The tax treaty applies to individuals who reside in any one of
the two countries. The individual’s domicile status defines
his being a resident of either the UAE or India.
Taking the case of M.A.Rafique, the Authority for Advance Rulings
(AAR) held that he was eligible to enjoy the privileges of the
tax treaty, and that he was not liable to pay capital gains tax
in India. The ruling observed that the objective of the tax treaty
was to encourage
NRI investment in India, and that the UAE Government could
take a call on capital gains made by UAE resident investors.
On the other hand, the AAR gave the term liable to tax a different
connotation, and equated it with the term subject to tax in the
Cyril Pereira case. Since no taxes are paid in the UAE, the applicant
Cyril Pereira was not considered a tax resident of that country
and was therefore entitled to benefits of the tax treaty.

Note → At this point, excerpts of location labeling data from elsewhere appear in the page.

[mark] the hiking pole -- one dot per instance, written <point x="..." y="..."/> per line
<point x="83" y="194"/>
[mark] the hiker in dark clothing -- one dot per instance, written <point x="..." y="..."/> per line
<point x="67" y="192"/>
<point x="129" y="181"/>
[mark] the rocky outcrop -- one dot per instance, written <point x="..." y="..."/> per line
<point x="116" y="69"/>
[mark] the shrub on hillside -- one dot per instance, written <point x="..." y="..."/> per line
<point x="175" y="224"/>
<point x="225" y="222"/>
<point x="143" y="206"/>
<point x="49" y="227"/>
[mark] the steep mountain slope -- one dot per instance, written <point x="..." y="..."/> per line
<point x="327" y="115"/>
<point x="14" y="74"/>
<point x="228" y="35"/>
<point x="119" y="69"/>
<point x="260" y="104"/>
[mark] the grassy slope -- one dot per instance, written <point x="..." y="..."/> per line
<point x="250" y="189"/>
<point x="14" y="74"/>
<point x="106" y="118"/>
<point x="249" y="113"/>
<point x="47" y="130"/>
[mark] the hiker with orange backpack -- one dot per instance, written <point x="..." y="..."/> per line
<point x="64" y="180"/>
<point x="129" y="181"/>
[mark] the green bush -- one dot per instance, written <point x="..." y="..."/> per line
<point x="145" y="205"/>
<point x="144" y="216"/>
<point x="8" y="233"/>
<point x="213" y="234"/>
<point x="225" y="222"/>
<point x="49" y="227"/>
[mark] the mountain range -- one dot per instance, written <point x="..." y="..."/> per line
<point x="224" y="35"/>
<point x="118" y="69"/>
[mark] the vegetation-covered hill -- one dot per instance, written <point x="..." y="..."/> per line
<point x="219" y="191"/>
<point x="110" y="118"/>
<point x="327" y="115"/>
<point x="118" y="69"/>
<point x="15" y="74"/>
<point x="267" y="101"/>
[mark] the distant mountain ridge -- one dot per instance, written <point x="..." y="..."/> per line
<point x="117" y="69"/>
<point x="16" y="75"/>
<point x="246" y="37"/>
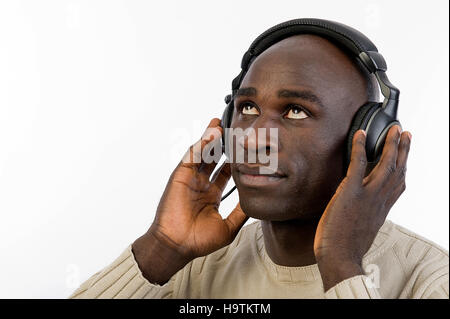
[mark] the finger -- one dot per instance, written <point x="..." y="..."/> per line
<point x="193" y="157"/>
<point x="358" y="159"/>
<point x="403" y="151"/>
<point x="387" y="165"/>
<point x="395" y="194"/>
<point x="235" y="220"/>
<point x="222" y="176"/>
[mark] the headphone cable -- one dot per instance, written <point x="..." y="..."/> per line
<point x="229" y="192"/>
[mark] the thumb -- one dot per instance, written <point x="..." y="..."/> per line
<point x="235" y="220"/>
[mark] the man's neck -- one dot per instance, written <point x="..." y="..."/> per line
<point x="290" y="243"/>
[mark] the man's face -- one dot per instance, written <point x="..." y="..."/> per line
<point x="309" y="90"/>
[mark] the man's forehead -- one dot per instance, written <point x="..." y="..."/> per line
<point x="305" y="60"/>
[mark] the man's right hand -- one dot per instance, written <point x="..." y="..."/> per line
<point x="187" y="222"/>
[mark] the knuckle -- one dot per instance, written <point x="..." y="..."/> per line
<point x="360" y="159"/>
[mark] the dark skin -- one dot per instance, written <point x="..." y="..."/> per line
<point x="319" y="212"/>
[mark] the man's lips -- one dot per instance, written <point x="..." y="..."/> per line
<point x="254" y="175"/>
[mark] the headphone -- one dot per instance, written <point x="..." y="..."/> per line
<point x="374" y="117"/>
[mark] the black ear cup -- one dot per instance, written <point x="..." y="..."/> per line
<point x="360" y="121"/>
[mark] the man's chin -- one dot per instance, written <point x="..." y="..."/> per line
<point x="268" y="209"/>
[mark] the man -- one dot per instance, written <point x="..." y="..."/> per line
<point x="321" y="229"/>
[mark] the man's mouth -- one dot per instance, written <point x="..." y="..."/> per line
<point x="258" y="175"/>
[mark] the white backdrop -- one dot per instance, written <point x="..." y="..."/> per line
<point x="99" y="100"/>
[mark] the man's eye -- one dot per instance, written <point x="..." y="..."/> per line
<point x="296" y="113"/>
<point x="249" y="109"/>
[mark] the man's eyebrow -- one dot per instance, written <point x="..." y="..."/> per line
<point x="301" y="94"/>
<point x="248" y="91"/>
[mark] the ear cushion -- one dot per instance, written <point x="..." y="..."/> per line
<point x="360" y="121"/>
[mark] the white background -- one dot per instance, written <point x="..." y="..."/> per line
<point x="99" y="100"/>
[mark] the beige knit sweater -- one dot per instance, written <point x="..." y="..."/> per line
<point x="400" y="264"/>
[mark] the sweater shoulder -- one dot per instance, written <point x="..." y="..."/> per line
<point x="409" y="244"/>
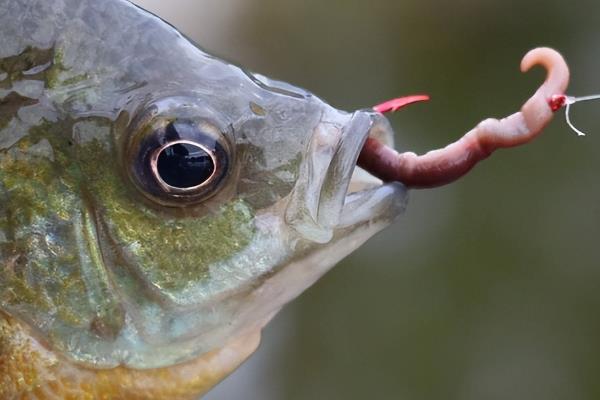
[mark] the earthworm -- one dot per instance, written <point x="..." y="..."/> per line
<point x="442" y="166"/>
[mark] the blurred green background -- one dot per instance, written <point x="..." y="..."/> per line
<point x="486" y="289"/>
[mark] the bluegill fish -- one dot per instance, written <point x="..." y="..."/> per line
<point x="160" y="205"/>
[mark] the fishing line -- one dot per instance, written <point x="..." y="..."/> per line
<point x="559" y="101"/>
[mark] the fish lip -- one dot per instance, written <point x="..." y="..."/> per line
<point x="323" y="196"/>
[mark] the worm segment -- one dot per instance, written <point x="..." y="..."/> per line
<point x="439" y="167"/>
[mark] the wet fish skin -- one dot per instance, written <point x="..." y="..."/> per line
<point x="109" y="284"/>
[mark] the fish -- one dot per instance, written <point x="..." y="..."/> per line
<point x="159" y="205"/>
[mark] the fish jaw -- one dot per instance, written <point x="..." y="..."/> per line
<point x="332" y="192"/>
<point x="28" y="370"/>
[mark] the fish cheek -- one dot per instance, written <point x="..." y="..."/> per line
<point x="165" y="249"/>
<point x="41" y="280"/>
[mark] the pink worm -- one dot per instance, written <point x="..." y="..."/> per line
<point x="439" y="167"/>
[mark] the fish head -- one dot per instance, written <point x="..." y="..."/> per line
<point x="158" y="202"/>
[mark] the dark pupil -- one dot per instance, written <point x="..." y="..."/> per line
<point x="184" y="165"/>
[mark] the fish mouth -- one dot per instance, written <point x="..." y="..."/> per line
<point x="332" y="192"/>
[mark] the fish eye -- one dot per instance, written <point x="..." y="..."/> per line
<point x="183" y="165"/>
<point x="179" y="162"/>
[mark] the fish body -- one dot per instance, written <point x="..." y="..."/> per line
<point x="158" y="205"/>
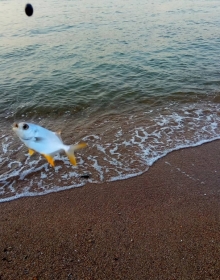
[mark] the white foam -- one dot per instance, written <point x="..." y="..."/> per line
<point x="114" y="153"/>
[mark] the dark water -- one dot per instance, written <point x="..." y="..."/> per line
<point x="135" y="80"/>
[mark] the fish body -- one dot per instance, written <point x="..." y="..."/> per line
<point x="44" y="141"/>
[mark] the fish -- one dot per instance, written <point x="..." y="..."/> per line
<point x="46" y="142"/>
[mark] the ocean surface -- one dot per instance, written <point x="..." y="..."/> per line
<point x="134" y="79"/>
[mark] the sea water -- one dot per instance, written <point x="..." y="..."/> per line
<point x="134" y="79"/>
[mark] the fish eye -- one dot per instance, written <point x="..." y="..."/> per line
<point x="25" y="126"/>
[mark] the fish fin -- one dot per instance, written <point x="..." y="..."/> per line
<point x="72" y="148"/>
<point x="49" y="159"/>
<point x="31" y="152"/>
<point x="58" y="133"/>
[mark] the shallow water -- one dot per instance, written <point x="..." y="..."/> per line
<point x="134" y="80"/>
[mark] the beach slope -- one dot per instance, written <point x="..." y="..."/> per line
<point x="164" y="224"/>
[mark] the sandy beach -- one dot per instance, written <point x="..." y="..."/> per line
<point x="164" y="224"/>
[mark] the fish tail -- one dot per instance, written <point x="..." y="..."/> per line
<point x="71" y="149"/>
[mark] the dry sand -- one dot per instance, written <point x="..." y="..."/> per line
<point x="164" y="224"/>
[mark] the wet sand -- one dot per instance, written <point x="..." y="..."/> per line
<point x="164" y="224"/>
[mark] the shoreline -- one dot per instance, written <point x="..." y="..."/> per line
<point x="163" y="224"/>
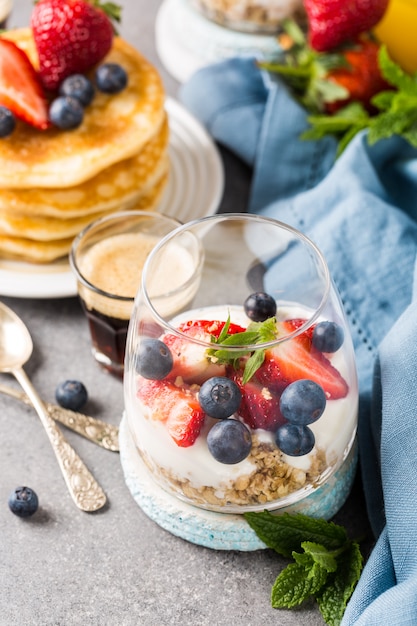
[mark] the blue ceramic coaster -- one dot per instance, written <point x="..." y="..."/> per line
<point x="220" y="531"/>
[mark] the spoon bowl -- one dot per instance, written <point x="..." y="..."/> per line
<point x="16" y="347"/>
<point x="16" y="344"/>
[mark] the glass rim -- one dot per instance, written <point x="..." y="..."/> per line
<point x="119" y="215"/>
<point x="223" y="217"/>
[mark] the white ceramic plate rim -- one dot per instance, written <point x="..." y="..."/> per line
<point x="194" y="190"/>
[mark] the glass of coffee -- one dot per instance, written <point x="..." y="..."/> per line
<point x="107" y="258"/>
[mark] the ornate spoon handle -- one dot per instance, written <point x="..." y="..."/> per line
<point x="84" y="489"/>
<point x="101" y="433"/>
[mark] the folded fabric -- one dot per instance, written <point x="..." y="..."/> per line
<point x="361" y="211"/>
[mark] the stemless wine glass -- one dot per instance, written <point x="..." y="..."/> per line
<point x="240" y="384"/>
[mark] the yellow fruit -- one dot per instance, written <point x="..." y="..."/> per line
<point x="397" y="30"/>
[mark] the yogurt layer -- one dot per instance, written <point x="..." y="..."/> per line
<point x="195" y="474"/>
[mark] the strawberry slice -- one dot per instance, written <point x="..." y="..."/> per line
<point x="191" y="361"/>
<point x="71" y="36"/>
<point x="176" y="405"/>
<point x="259" y="407"/>
<point x="20" y="87"/>
<point x="297" y="358"/>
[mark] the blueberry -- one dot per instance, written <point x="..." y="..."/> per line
<point x="260" y="306"/>
<point x="79" y="87"/>
<point x="66" y="112"/>
<point x="294" y="440"/>
<point x="229" y="441"/>
<point x="219" y="397"/>
<point x="153" y="359"/>
<point x="302" y="402"/>
<point x="72" y="395"/>
<point x="328" y="336"/>
<point x="111" y="78"/>
<point x="23" y="502"/>
<point x="7" y="122"/>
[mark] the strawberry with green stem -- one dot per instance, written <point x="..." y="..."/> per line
<point x="71" y="36"/>
<point x="335" y="22"/>
<point x="327" y="82"/>
<point x="20" y="89"/>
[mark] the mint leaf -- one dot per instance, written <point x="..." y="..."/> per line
<point x="285" y="533"/>
<point x="253" y="364"/>
<point x="334" y="597"/>
<point x="256" y="333"/>
<point x="395" y="75"/>
<point x="392" y="123"/>
<point x="296" y="584"/>
<point x="327" y="564"/>
<point x="320" y="555"/>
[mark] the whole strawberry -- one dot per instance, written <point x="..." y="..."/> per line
<point x="333" y="22"/>
<point x="71" y="36"/>
<point x="361" y="77"/>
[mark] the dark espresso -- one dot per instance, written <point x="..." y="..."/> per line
<point x="108" y="336"/>
<point x="114" y="265"/>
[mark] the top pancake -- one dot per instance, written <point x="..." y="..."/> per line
<point x="115" y="127"/>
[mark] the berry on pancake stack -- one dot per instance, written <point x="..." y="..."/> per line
<point x="83" y="130"/>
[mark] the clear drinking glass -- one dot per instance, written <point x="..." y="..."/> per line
<point x="240" y="386"/>
<point x="107" y="258"/>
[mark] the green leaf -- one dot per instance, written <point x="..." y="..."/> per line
<point x="296" y="584"/>
<point x="411" y="136"/>
<point x="252" y="365"/>
<point x="320" y="555"/>
<point x="391" y="123"/>
<point x="285" y="533"/>
<point x="256" y="333"/>
<point x="395" y="75"/>
<point x="335" y="595"/>
<point x="383" y="100"/>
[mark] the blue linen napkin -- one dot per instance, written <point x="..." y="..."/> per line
<point x="361" y="211"/>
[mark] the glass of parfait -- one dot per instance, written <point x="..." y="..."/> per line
<point x="240" y="384"/>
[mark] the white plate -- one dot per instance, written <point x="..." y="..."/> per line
<point x="187" y="41"/>
<point x="194" y="190"/>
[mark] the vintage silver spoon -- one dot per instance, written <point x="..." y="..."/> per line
<point x="95" y="430"/>
<point x="15" y="349"/>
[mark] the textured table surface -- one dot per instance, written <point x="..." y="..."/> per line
<point x="116" y="567"/>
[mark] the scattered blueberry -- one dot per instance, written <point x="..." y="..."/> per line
<point x="23" y="502"/>
<point x="302" y="402"/>
<point x="328" y="336"/>
<point x="7" y="122"/>
<point x="66" y="112"/>
<point x="153" y="359"/>
<point x="294" y="440"/>
<point x="79" y="87"/>
<point x="72" y="395"/>
<point x="111" y="78"/>
<point x="219" y="397"/>
<point x="260" y="306"/>
<point x="229" y="441"/>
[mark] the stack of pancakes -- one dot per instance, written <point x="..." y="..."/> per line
<point x="54" y="182"/>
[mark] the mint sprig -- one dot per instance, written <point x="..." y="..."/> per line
<point x="396" y="111"/>
<point x="327" y="564"/>
<point x="256" y="333"/>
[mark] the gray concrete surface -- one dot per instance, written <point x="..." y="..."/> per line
<point x="116" y="567"/>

The Supreme Court ruling in the Azadi Bachao Andolan case did
not accept that the issue of double taxation can arise only when
tax is actually paid in one of the countries. This ruling contradicts
the AAR ruling, according to the Mumbai Tribunal, which followed
the precedent set by the apex court in the Assistant Director
of Income Tax Vs.Green Emirate Shipping and Travels case.
The India - Saudi Arabia tax treaty states that an individual
residing in Saudi
Arabia for more than 183 days is a resident of that country,
and therefore not liable to tax there.
Clarity of these issues by the Indian government is urgently
needed for NRIs working on their investments.